28 January 2022 Akinbode Fasakin succesfully defended his dissertation "Subaltern Securitization: The Use of Protest and Violence in Postcolonial Nigeria" at the department of Economic History and International Relations. 

Opponent: Rita Abrahamsen, Professor in the Graduate School of Public and International Affairs, University of Ottawa

Supervisors: Arita Holmberg and Ronnie Hjorth from the Swedish Defence University (and Mark Rhinard, SU)

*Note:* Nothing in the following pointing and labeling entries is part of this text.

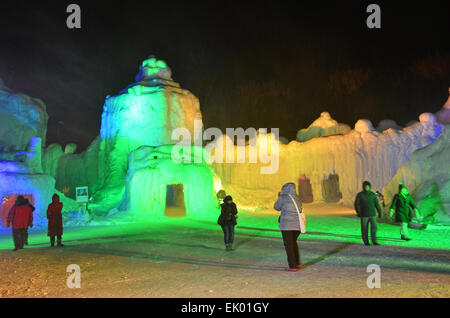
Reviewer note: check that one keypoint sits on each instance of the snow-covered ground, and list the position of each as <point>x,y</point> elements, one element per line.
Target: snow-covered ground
<point>176,257</point>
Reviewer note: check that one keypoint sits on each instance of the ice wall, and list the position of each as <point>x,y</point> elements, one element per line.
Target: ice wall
<point>427,176</point>
<point>23,125</point>
<point>21,118</point>
<point>152,169</point>
<point>362,154</point>
<point>322,127</point>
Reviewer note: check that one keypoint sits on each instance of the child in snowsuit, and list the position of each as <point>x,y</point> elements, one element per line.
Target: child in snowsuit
<point>20,217</point>
<point>401,206</point>
<point>54,217</point>
<point>227,220</point>
<point>367,206</point>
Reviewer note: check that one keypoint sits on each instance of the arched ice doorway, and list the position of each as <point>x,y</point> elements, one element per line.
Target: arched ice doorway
<point>305,189</point>
<point>175,206</point>
<point>7,203</point>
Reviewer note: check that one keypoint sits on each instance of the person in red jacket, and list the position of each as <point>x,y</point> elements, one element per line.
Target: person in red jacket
<point>54,217</point>
<point>20,217</point>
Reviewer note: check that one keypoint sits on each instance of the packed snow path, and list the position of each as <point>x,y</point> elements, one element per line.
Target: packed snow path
<point>175,257</point>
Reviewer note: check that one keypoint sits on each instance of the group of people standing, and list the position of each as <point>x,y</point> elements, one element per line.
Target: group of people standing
<point>367,207</point>
<point>20,218</point>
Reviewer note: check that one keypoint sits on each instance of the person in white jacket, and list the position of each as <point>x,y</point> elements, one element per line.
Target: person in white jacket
<point>289,223</point>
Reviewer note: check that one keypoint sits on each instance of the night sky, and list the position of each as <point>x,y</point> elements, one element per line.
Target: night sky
<point>251,63</point>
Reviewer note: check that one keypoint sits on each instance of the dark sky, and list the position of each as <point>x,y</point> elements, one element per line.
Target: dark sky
<point>251,63</point>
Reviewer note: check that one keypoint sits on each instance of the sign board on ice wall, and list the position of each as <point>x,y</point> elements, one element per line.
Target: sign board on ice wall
<point>82,194</point>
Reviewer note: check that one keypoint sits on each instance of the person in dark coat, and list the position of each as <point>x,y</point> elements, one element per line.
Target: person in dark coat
<point>289,223</point>
<point>20,217</point>
<point>367,206</point>
<point>227,220</point>
<point>54,217</point>
<point>401,206</point>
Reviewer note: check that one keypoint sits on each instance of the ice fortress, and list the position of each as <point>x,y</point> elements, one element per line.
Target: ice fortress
<point>128,167</point>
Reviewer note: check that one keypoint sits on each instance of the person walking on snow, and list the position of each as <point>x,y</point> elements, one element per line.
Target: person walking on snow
<point>401,206</point>
<point>289,223</point>
<point>26,231</point>
<point>367,206</point>
<point>227,220</point>
<point>20,217</point>
<point>54,217</point>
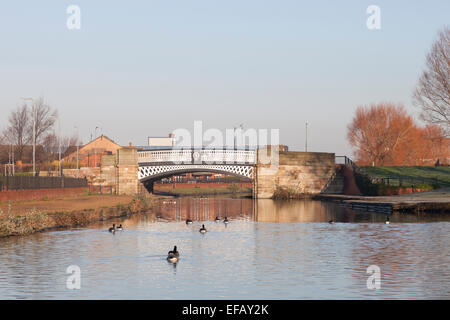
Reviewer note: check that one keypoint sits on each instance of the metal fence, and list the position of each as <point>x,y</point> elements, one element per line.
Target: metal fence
<point>30,182</point>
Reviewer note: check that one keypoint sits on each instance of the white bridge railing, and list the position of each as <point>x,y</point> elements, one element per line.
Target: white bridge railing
<point>197,156</point>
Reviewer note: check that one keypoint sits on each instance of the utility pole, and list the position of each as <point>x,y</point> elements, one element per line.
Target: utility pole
<point>306,136</point>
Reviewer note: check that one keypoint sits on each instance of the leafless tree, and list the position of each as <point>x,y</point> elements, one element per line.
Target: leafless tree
<point>16,131</point>
<point>45,120</point>
<point>432,94</point>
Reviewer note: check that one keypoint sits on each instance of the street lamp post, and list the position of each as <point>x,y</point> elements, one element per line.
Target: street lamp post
<point>95,147</point>
<point>34,134</point>
<point>306,136</point>
<point>78,145</point>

From the abstract: Securitization theory (ST) makes an insightful and significant contribution to security studies. Through the use of discursive speech act, ST provides an innovative strategy for understanding the application of security’s distinctive character and dynamics to any issue in order to make it a security issue. Valuable as the theory is to security studies, the subaltern appear missing in existing securitization analyses. Even when the subaltern are examined, for instance in critiques of classical ST, they are conceived and presented as passive, lacking agency, voice, and power, and suffering from security silence problem. ST’s reliance on discursive speech act and focus on state political elite prevent it from capturing the subaltern and subaltern securitization process. Furthermore, while existing ST and critiques of securitization studies offer some direction regarding how the subaltern actors may securitize threats to their security, these perspectives are incidental and grossly underdeveloped.